The messenger logo

Tbilisi denies Moscow’s accusations over Dagestan

By Mzia Kupunia
Thursday, December 24
The Russian Federal Security Service has accused Georgia of training terrorist groups to attack strategic facilities in Dagestan, the Interfax news agency reported on Tuesday. The Dagestan Department of the Federal Security Service possesses information that these attacks are due to be carried out before the New Year on the Dagestan energy and railway systems, according to Interfax.

Russia has strengthened security measures on the Georgia-Dagestan border to avoid possible incidents, the Russian Federal Security press service said. The information about possible attacks in Dagestan is now being verified, the press service reportedly told RIA Novosti.

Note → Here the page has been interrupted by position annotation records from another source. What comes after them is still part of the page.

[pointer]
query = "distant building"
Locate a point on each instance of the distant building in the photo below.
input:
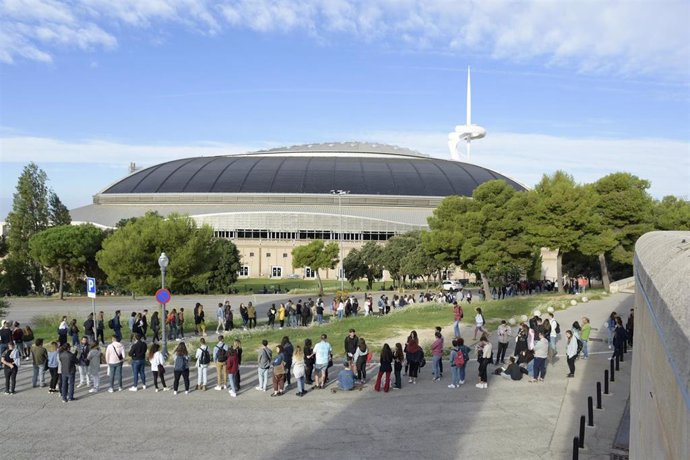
(270, 201)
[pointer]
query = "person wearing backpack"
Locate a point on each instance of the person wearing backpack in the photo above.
(571, 352)
(181, 368)
(457, 361)
(220, 357)
(203, 359)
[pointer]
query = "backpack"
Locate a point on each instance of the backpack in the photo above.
(221, 354)
(205, 357)
(459, 360)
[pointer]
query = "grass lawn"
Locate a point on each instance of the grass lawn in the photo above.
(376, 330)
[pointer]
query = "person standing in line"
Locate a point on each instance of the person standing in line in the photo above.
(93, 366)
(232, 366)
(155, 327)
(11, 360)
(322, 353)
(68, 362)
(457, 315)
(89, 329)
(584, 336)
(279, 369)
(299, 370)
(203, 359)
(180, 324)
(571, 352)
(281, 315)
(308, 351)
(251, 312)
(220, 318)
(138, 354)
(39, 356)
(265, 357)
(360, 360)
(117, 325)
(287, 357)
(82, 353)
(504, 332)
(115, 357)
(63, 330)
(220, 357)
(181, 368)
(484, 347)
(157, 366)
(53, 362)
(541, 352)
(479, 323)
(100, 328)
(398, 359)
(237, 346)
(272, 312)
(385, 368)
(437, 355)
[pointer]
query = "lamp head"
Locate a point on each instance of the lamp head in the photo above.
(163, 261)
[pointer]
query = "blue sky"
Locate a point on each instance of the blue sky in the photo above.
(88, 86)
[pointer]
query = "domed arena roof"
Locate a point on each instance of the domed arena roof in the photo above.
(360, 168)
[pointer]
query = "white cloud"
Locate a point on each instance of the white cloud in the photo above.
(527, 157)
(524, 157)
(613, 37)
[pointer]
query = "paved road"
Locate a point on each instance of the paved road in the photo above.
(427, 420)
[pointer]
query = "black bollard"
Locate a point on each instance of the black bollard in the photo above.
(598, 395)
(606, 382)
(582, 432)
(590, 412)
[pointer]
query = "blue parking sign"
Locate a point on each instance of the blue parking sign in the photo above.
(91, 287)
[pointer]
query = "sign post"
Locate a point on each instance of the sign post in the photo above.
(91, 292)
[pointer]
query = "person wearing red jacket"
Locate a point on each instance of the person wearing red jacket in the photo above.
(232, 367)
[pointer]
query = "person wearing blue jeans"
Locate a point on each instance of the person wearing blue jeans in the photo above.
(138, 354)
(68, 361)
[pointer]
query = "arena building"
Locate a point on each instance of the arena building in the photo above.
(267, 202)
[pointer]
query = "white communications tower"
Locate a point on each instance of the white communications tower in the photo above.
(466, 132)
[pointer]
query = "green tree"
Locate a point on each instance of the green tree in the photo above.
(129, 255)
(224, 274)
(30, 214)
(558, 214)
(621, 212)
(495, 247)
(58, 212)
(66, 247)
(316, 255)
(672, 213)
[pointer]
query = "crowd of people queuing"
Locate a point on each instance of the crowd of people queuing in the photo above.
(76, 353)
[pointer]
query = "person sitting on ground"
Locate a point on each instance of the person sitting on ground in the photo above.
(346, 377)
(513, 371)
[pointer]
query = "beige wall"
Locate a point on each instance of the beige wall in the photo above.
(660, 380)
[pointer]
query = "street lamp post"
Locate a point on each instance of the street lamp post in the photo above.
(341, 273)
(163, 263)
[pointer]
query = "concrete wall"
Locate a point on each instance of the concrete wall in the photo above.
(659, 394)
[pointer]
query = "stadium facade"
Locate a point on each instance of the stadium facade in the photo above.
(270, 201)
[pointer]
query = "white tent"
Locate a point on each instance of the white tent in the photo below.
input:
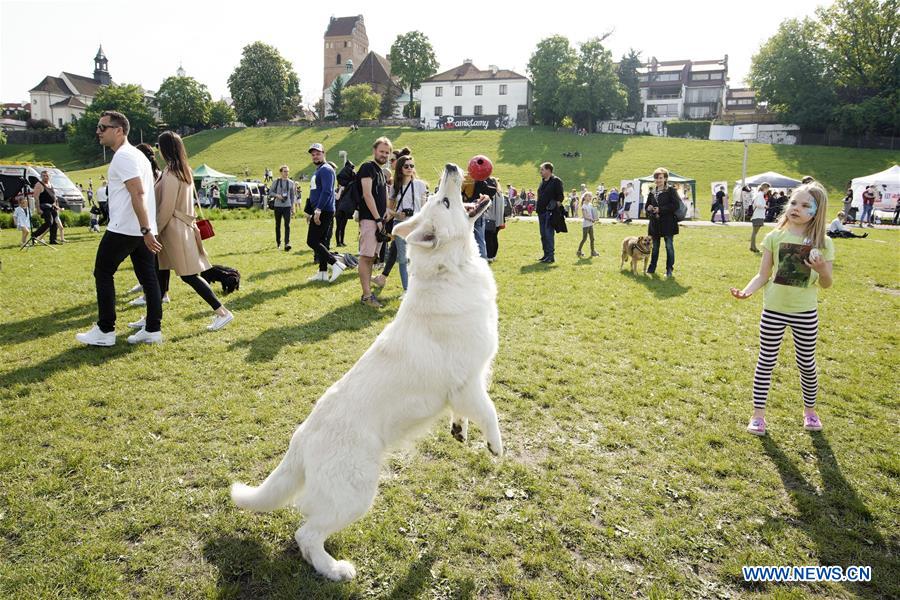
(888, 183)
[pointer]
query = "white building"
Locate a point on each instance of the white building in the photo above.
(468, 97)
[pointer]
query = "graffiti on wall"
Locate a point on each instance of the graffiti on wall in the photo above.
(657, 128)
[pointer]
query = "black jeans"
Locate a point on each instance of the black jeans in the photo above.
(49, 213)
(491, 242)
(113, 249)
(320, 235)
(195, 281)
(283, 212)
(340, 220)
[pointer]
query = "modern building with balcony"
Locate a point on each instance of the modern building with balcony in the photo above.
(683, 89)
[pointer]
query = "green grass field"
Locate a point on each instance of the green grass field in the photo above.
(516, 153)
(622, 402)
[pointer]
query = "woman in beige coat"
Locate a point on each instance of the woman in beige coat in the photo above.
(182, 248)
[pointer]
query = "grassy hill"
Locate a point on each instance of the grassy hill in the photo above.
(516, 154)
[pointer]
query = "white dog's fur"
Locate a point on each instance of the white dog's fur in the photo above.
(436, 354)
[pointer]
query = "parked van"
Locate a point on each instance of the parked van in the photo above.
(246, 194)
(68, 194)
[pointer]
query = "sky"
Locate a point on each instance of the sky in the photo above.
(145, 42)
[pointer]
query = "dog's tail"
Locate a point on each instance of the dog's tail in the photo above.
(280, 487)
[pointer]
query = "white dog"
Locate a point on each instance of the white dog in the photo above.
(436, 354)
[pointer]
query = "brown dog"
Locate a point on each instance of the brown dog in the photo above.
(636, 248)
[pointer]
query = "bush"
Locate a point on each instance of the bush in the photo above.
(694, 129)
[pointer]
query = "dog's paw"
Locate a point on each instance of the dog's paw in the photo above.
(458, 429)
(341, 570)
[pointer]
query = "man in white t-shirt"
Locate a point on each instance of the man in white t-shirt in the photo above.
(131, 233)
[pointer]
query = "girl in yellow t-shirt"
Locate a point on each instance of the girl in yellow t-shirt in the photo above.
(801, 255)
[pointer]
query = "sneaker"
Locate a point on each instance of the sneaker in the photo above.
(336, 269)
(95, 337)
(372, 301)
(812, 423)
(757, 426)
(145, 337)
(221, 321)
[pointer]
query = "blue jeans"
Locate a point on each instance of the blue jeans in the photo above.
(868, 213)
(479, 237)
(670, 254)
(547, 233)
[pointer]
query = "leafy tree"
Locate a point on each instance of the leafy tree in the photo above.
(596, 93)
(628, 78)
(184, 102)
(128, 99)
(337, 96)
(360, 102)
(264, 85)
(412, 60)
(792, 73)
(388, 105)
(552, 70)
(221, 114)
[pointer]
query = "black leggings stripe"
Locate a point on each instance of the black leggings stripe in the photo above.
(805, 331)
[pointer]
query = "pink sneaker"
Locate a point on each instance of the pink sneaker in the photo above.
(812, 423)
(757, 426)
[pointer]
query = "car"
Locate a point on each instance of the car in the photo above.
(244, 194)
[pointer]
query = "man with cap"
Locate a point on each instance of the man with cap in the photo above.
(321, 201)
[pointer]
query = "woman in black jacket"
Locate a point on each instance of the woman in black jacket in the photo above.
(662, 201)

Tbilisi denied this allegation on Wednesday. “These senseless accusations are aimed at distorting Georgia’s international image, but the statements are so absurd that I do not think they can bring any positive results for Russia,” ruling party MP and Chairman of European Integration Parliamentary Committee Davit Darchiashvili said. Parliament Vice Speaker and opposition MP Paata Davitaia also said, “Russia’s allegation is absurd; I would not be surprised if tomorrow they say that Georgia is planning to attack Moscow,” he noted. “Such allegations are part of the Russian Government’s PR campaign. These statements make it obvious that Russia is not planning to fulfil the Medvedev-Sarkozy agreement,” Davitaia added.

Some officials linked Moscow’s accusations with its attempt to blame the tense situation in the North Caucasus on Georgia. “Terrorists are usually being trained in a particular place, but it has become obvious that there are no terrorists in Pankisi Gorge. Russia cannot control the situation in the North Caucasus and now wants to blame this on Georgia,” Christian Democrat MP Levan Vephkhvadze said.

Analysts give several reasons for the Russian officials’ statements about possible attacks on Dagestan. Nika Chitadze agress that Russia is unable to control the situation in the North Caucasus, especially Dagestan and Ingushetia, and is trying to blame Georgia for Moscow’s “weakness”. He added that Russia is conducting an information war with Georgia and these latest statements are part of this campaign. “Russia wants to discredit Georgia in the eyes of the international community and wants to present Georgia as a state promoting terrorism,” Chitadze told The Messenger.

A third possible reason for Russia’s accusations could be its wish to draw public attention from the problems in Georgia’s breakaway regions, particularly in Akhalgori and Gali, according to Chitadze. “Russia is not fulfilling its commitments under the 6-point agreement and therefore needs to show that Georgia is also not adhering to its own commitments. The Kremlin is working on the principle that the best form of defence is attack,” the analyst said.

Chitadze downplayed some Georgian officials’ suggestions that Russia is trying to “prepare grounds” for new provocations in Georgia. “A new large-scale military aggression from Russia is unlikely at this point,” he stated, adding that through the statements it is making against Georgia Moscow is trying to put psychological pressure on the Georgian population and breed panic.